We’ve had some major driveway issues from the day we bought our house. We have a very poorly maintained gravel driveway. It is so bad that the water is actually carving into it. We need to raise it, by about a foot so that the water no longer runs down it. That should solve our problem at least for a while.
The part I need to raise is 400 ft long and 10 ft wide.
Bonus question: Our entire driveway is 770 ft long. How much gravel do I need to order to cover it?
Well I’ll be darned. Apparently they sell it by the cubic yard which makes the whole calculation a bit easier. I need 400 sq feet which works out to about 15 cubic yards. A load is 14 cubic yards, so I’ll get two loads at 90$ a piece. I figure the road will compact quite a bit. I can use the excess for to fill in other parts.
Guys, I thinks you are a factor of 10 out. 400101=4000 cubic feet which is about 150 yards.
And the dirt will compact a lot. It needs to be spread thin and rolled (compacted). Repeat.
I’d use rock/gravel, starting of with real coarse stuff, 4-6 inch across for the bottom layer, getting finer for each layer. Each layer needs compacting.
Your right, I’m off by a factor of 10. I need 150 cubic yards. So I need about 11 loads. Damn, that’s a lot more expensive. I thought I was going to save a bundle by doing this myself.
Sorry, I deal mainly with metric so I might be wrong but there’s no way 2 truck loads would cover that area at that depth.
To double check using metric, say the drive is 130m by 3m and the depth is 300mm. So 13030.3=117 cubic metres. Ten to 12 truck loads around here.
If you’ve go a guy delivering the dirt, he might have the gear. Else a 80hp min. tractor (for weight) with a rear blade. Get the truck to spread the dirt thin (4" thick) then drive the tractor over the dirt, using it’s wheels to compact. You will need to drive back and forwards lots of times. Then get another layer spread. Use the blade to smooth any lumps and bumps and by putting the blade on an angle you can crown the surface so water drains away.
You will need a drainage ditch or 2, too and maybe a culvert.
You are right dynamitedave, but we did already figure that out. We already have two culverts, but they aren’t very good. One of the culverts doesn’t actually drain anywhere, so we plan to dig out a path for the water to drain. We may dig out a trench on one side, but I’m not sure that we will do that this time around.
Multiply by 1.5 for compaction = 222 c yd. If you are using standard compaction (95% of Proctor density), then your ratio will be about 1.5; that is, to get 1 c yd of compacted dirt, you will need 1.5 c yds of LVM (loose vehicle measurement).
I recommend that you take care of whichever drainage problem is causing the erosion you mentioned, first. No sense putting down all that material if it’s going to wash out.
You don’t say what our location is. But what I think you want is road base. Not ‘dirt’ covered with gravel.

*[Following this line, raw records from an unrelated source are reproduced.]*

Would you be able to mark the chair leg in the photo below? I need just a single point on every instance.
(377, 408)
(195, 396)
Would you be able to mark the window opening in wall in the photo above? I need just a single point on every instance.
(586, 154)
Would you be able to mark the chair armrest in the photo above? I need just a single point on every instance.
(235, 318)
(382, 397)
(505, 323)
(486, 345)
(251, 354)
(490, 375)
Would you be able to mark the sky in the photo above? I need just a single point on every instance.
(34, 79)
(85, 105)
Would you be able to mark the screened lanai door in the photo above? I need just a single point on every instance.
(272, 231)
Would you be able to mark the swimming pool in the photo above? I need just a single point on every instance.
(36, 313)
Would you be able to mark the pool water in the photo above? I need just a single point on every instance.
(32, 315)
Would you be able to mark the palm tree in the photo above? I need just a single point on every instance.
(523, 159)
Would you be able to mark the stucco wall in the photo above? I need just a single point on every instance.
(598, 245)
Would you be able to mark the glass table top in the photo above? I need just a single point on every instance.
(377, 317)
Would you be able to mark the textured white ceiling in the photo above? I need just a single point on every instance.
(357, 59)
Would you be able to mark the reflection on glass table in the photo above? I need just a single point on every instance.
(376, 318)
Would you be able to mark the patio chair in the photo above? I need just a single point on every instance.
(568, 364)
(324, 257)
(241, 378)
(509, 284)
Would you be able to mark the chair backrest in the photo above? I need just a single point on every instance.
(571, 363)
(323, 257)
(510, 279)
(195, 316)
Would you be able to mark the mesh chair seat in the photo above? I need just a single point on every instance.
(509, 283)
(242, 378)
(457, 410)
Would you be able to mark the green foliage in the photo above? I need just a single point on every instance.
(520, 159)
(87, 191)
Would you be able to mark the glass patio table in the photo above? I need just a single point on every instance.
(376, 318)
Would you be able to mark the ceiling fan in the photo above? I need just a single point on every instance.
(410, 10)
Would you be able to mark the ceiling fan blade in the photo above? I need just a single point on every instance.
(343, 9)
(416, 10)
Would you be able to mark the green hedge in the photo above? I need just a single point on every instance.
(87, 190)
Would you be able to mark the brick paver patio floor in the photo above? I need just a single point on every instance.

And not gravel. You want road base.
Depending on the company, they should be able to help you spread it as they dump it. It’s just a matter of chaining the tailgate of the truck closed to a few inches and driving as you dump. Any good driver should offer to do this.
What type of access do you have to machinery? I have a small tractor with a box scraper for my own drive. I bring in a tandem load every two years.
You are going to need more. If you can rent a 480 or 580 size Case (or similar) with a box scraper and a bucket, that should do it.
Provided you get enough material.
And as others have said, you may need to consider a culvert or two to allow the water to run under the drive. For that you will need a backhoe. Same machines, different attachments.
Raising the driveway will do a good bit to solve the drainage problem. In it’s current state, the water is literally running lengthwise down the driveway in a hard rain. I’m told the rain we had last spring was very unusual, but clearly the driveway is a problem. Even without this work, I have succesfully stabilized the worst part of the driveway which was the culvert that doesn’t drain.
I can’t imagine what the idiots thought when they dug a culvert that just went under the road without draining. I actually talked to the previous owner who clearly had no idea why the soil kept washing away at the culvert. Still, digging it to a drainage point isn’t easy, ande it could remove our emergency exit.
You absolutely do not want to use loam. It’s basically all fines and some organic matter, and will quickly wash away. Good for gardens; lousy for construction.
Regardless of location, road base is processed aggregate, consisting of a well-graded mixture of crushed stone. This is often informally referred to as “gravel.”
If you want a uniformly sized aggregate (which does not make a good road base), you order “crushed stone” in that size.